Woven into the etiquette instructions are segments on improving self-esteem. After years on welfare or without a job, after countless rejections and firings, the staff here find that many of these women have little or no self-confidence.

"A lot of the women, some like myself — homeless, unemployed, single mothers — you're going through these things that you have to go through daily, culminating in how you're feeling as a woman and your emotions," says Terry, 50. "See, people don't address those issues, and here they address those issues as well as give you clothes."

But Henderson faces an uphill battle. In many cases, years of bad habits, poor social skills and street behavior have to be undone, and it's hard to do that in an hour-and-a-half.

"I have students that literally fall asleep, and I know this class is not that boring because you're looking for work," Henderson lectures the students. "This is good stuff for you. You should have a page full of notes by now. You can't say, 'Well I didn't know I couldn't do that.' You need to know this."

The girl with the pink hair giggles.

Alison Vaughn
was a model and flight attendant when 9/11 happened. Airline business dropped off significantly for a while, and she accepted her employer's offer to take a leave of absence.

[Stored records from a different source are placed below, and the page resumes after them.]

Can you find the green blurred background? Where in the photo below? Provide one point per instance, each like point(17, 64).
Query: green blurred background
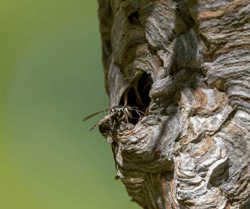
point(51, 78)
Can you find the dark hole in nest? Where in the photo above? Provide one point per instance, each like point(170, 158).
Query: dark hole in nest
point(134, 18)
point(139, 99)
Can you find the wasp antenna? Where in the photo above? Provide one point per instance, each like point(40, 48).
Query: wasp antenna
point(90, 116)
point(135, 107)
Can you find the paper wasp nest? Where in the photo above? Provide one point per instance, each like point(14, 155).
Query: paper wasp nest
point(186, 64)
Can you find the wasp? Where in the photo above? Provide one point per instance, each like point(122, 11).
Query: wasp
point(117, 114)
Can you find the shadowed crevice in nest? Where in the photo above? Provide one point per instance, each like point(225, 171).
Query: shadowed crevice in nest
point(137, 95)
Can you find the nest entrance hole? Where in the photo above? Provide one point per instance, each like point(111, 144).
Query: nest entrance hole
point(137, 95)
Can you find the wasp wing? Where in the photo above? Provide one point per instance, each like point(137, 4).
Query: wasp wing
point(103, 120)
point(90, 116)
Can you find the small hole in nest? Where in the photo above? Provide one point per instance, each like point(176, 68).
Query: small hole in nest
point(138, 96)
point(134, 18)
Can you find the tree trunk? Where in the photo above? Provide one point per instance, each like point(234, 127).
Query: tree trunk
point(186, 64)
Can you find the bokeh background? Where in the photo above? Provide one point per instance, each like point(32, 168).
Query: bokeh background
point(51, 77)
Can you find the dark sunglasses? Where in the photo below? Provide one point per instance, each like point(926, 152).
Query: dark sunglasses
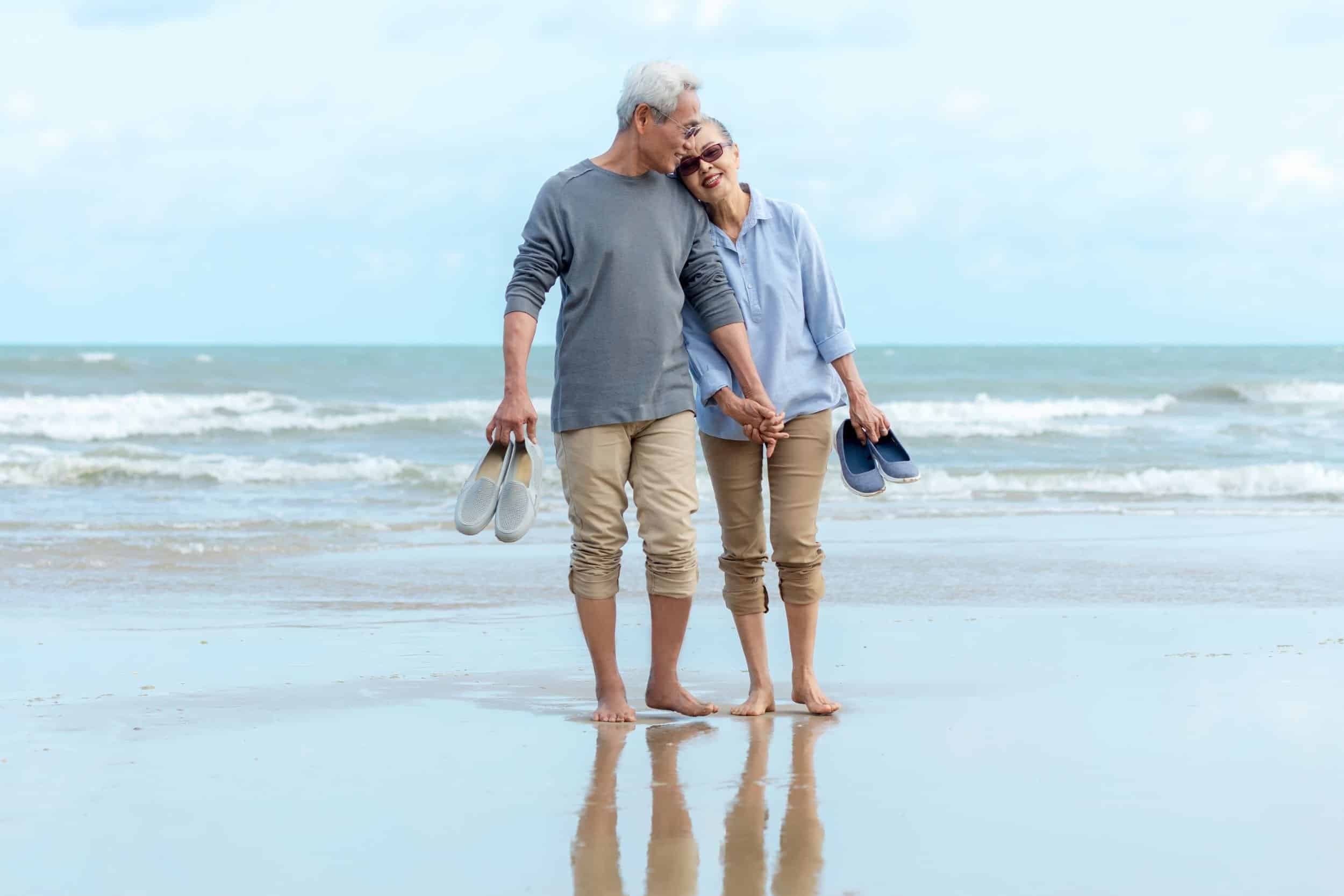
point(690, 164)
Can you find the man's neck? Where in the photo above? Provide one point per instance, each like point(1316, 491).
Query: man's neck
point(624, 156)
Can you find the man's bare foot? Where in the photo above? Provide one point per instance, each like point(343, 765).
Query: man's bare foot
point(675, 698)
point(761, 699)
point(612, 704)
point(808, 692)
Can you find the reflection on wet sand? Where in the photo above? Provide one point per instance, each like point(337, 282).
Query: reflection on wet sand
point(674, 856)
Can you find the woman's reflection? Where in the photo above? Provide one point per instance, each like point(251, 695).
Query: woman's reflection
point(674, 857)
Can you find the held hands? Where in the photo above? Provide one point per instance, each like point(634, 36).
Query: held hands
point(869, 422)
point(760, 421)
point(515, 415)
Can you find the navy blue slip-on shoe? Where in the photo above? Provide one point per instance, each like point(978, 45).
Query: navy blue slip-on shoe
point(893, 460)
point(858, 469)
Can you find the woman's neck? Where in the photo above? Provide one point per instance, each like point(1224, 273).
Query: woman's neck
point(730, 213)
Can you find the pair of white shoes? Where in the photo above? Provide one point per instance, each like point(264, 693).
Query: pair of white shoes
point(503, 488)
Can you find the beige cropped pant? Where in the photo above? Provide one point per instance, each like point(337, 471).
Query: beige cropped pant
point(657, 460)
point(796, 473)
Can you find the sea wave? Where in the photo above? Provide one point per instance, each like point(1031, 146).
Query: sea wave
point(1012, 418)
point(1283, 393)
point(1303, 480)
point(27, 465)
point(92, 418)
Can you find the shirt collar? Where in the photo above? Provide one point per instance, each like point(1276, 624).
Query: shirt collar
point(759, 210)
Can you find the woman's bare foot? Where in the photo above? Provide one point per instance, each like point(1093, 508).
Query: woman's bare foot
point(612, 704)
point(808, 692)
point(761, 699)
point(675, 698)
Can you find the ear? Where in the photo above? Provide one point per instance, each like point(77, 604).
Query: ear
point(641, 117)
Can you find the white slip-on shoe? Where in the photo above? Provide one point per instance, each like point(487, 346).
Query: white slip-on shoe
point(519, 493)
point(480, 492)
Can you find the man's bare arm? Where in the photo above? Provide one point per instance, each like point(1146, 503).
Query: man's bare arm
point(515, 413)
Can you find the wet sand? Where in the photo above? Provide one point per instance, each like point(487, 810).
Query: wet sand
point(362, 743)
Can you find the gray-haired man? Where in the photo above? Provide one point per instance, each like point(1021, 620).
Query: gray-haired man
point(631, 249)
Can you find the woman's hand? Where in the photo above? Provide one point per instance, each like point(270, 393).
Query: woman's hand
point(765, 437)
point(750, 413)
point(869, 422)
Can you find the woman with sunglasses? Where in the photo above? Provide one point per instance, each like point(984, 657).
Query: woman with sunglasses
point(795, 321)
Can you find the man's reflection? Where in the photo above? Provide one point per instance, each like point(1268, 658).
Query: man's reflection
point(674, 856)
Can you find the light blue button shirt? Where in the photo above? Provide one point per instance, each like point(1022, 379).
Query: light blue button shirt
point(793, 318)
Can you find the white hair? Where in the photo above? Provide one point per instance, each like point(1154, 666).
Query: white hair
point(656, 84)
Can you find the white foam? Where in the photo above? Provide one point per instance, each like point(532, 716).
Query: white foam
point(1259, 481)
point(1007, 418)
point(37, 467)
point(148, 414)
point(1296, 393)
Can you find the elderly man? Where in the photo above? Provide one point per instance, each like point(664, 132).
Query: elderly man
point(631, 249)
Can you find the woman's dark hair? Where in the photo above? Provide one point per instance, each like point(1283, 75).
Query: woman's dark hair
point(724, 130)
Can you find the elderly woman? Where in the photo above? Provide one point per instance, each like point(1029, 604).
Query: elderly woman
point(805, 356)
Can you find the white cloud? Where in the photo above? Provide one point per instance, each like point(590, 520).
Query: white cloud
point(20, 105)
point(882, 218)
point(1302, 167)
point(1198, 121)
point(54, 139)
point(963, 106)
point(710, 14)
point(660, 12)
point(382, 264)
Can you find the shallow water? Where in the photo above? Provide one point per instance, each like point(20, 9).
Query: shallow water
point(194, 461)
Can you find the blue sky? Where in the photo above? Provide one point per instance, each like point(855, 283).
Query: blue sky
point(270, 171)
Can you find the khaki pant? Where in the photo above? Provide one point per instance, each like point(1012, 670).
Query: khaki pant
point(796, 473)
point(657, 460)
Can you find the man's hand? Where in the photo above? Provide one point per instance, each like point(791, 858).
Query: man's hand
point(761, 437)
point(515, 415)
point(750, 412)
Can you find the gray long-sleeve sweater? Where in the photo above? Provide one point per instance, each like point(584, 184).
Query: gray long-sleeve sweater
point(631, 253)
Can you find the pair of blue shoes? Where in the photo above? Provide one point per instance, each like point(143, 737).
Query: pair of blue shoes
point(867, 468)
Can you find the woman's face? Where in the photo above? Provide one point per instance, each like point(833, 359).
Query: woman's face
point(714, 179)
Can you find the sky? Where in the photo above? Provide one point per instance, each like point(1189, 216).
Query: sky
point(275, 171)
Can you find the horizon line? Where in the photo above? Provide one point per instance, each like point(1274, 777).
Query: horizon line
point(353, 345)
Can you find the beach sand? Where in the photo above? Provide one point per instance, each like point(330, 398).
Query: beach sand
point(1034, 706)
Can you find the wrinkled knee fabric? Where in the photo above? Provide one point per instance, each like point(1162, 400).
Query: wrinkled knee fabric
point(657, 460)
point(795, 476)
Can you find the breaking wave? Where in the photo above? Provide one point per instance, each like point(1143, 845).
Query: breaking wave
point(92, 418)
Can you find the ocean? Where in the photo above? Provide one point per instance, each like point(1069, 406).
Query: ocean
point(131, 467)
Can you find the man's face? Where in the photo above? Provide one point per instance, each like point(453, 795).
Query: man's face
point(664, 144)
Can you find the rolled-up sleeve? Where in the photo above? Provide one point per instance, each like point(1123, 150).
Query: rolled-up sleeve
point(705, 284)
point(544, 256)
point(820, 297)
point(709, 367)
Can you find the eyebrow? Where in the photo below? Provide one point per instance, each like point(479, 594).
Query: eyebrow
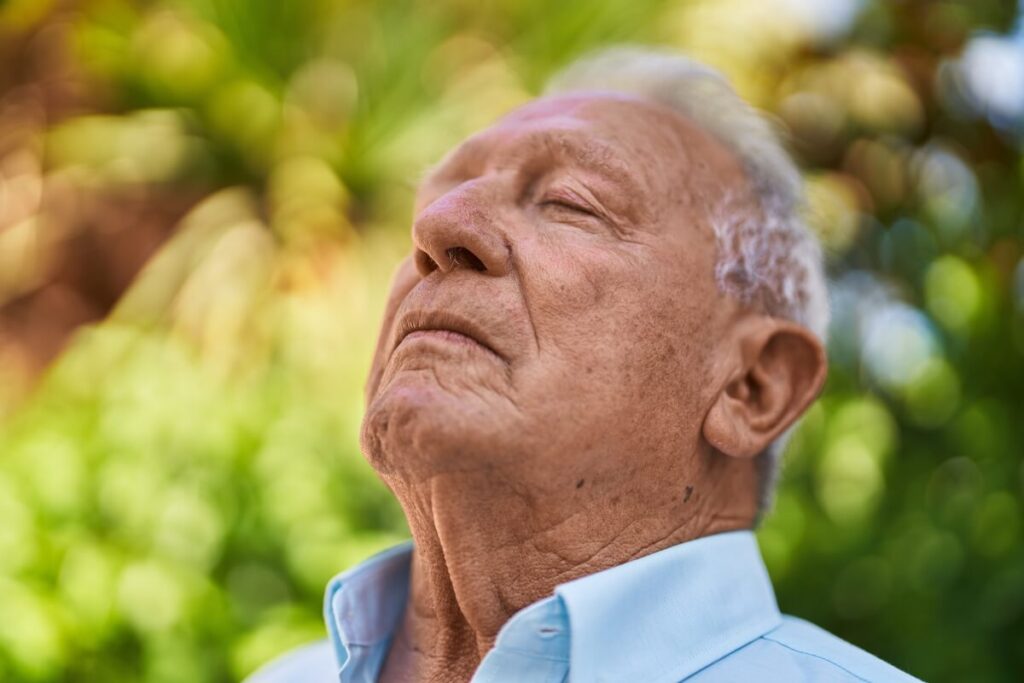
point(570, 146)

She had just reunited with a stepsister who had fallen on hard times, was subsisting on assistance checks, and then died six months later of cancer. Seeing her sister trying to survive physically and financially made her want to do something to help women in similar circumstances.

"Every woman that walks through this door, I'm reminded of my sister," says Vaughn, 44. "I want to help them become a better person and get off welfare and be self-sufficient, 'cause some of them have kids and they're trying to make it, and they're struggling."

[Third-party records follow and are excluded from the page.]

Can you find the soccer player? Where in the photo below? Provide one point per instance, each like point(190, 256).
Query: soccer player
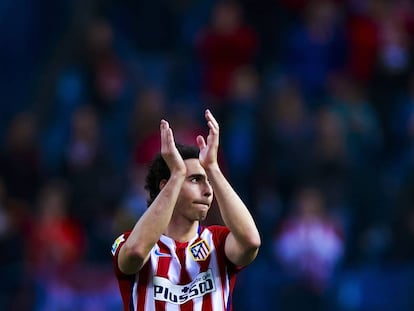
point(169, 261)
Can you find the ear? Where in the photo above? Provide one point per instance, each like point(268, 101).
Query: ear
point(162, 183)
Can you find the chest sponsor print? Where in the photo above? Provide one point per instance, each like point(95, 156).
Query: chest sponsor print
point(165, 290)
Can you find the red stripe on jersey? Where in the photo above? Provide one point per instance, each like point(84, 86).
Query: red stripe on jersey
point(184, 275)
point(142, 287)
point(162, 271)
point(207, 303)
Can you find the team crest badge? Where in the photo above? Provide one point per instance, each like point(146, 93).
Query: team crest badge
point(200, 250)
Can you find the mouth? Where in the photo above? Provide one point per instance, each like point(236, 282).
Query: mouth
point(204, 204)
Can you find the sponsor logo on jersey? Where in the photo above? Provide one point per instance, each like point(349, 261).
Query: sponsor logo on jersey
point(165, 290)
point(118, 241)
point(200, 250)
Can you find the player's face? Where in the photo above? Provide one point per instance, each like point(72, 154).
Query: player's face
point(196, 193)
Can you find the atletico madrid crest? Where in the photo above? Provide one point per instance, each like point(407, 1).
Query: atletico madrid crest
point(200, 250)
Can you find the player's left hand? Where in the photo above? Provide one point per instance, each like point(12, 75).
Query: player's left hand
point(209, 148)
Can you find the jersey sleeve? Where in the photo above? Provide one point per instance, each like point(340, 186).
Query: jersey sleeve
point(116, 246)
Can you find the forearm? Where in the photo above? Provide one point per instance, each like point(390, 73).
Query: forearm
point(234, 212)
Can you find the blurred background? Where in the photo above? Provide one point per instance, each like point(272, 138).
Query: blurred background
point(316, 104)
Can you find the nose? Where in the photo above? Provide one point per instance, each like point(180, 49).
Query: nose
point(208, 190)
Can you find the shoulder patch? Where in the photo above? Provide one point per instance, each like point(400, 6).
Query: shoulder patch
point(118, 241)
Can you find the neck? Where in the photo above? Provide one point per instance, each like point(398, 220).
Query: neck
point(181, 232)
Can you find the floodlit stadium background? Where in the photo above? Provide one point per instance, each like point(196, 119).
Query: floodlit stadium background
point(316, 105)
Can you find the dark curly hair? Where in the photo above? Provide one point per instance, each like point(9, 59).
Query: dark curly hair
point(158, 170)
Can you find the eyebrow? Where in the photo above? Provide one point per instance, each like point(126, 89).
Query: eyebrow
point(202, 176)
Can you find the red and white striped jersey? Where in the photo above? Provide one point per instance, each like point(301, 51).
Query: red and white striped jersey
point(195, 275)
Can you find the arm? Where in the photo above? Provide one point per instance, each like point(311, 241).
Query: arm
point(147, 231)
point(243, 241)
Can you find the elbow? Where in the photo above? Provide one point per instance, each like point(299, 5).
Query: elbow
point(254, 241)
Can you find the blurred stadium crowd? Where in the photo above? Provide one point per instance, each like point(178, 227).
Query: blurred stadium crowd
point(316, 104)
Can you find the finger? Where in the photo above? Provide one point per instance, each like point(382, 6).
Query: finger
point(201, 143)
point(211, 121)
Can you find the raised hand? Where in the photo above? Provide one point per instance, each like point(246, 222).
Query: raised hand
point(169, 151)
point(209, 148)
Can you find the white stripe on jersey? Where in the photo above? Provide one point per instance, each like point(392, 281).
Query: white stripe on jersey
point(219, 298)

She started Jackets for Jobs 11 years ago in her apartment with a few outfits to give away, moved to space above a church as the donations started coming in, then found offices in a former hospital building at Connor and Shoemaker.

"I just saw a need in the community," Vaughn says. "It was kind of like a Catch-22. A person was going for an interview, they needed a suit, but they needed a job to get the suit." Once they get a job, they're entitled to two more free outfits.

She estimates that 10,000 people have come to her so far; about two-thirds have succeeded in getting a job, she says. Henderson, Vaughn's mother, joined her early on as the organization's career wardrobe director, as they call it. Most of their clients are women, though they've been expanding their program for men, many of whom are just-released ex-cons.

The Jackets for Jobs offices are laid out like a small department store. Women's business suits are neatly hung on department store racks bought at a Montgomery Ward going-out-of-business sale. Most clothes are new; some still have the tags hanging on them. Clothes and donations come from retailers in the area, from corporations, from individual donors who believe in her mission.

Vaughn's real task, though, is getting the women who come through here to believe it too.

"You feel frustrated because you're trying to get a person to step out of their comfort zone," she says. "And we tell them we know that you're used to wearing miniskirts and tight-fitting clothes, but there's a difference from date wear and daytime wear to interview wear, and so we try to explain the difference. You know, if you're going on a date you can have your cleavage hanging out, but when you're going for a job interview, that is not appropriate at all."

The class
comes to an end, and the students leap up and swarm to the racks of new clothes. Henderson and Vaughn help each one match their outfits properly, pick out clothes that fit, get shoes that the women can walk in gracefully.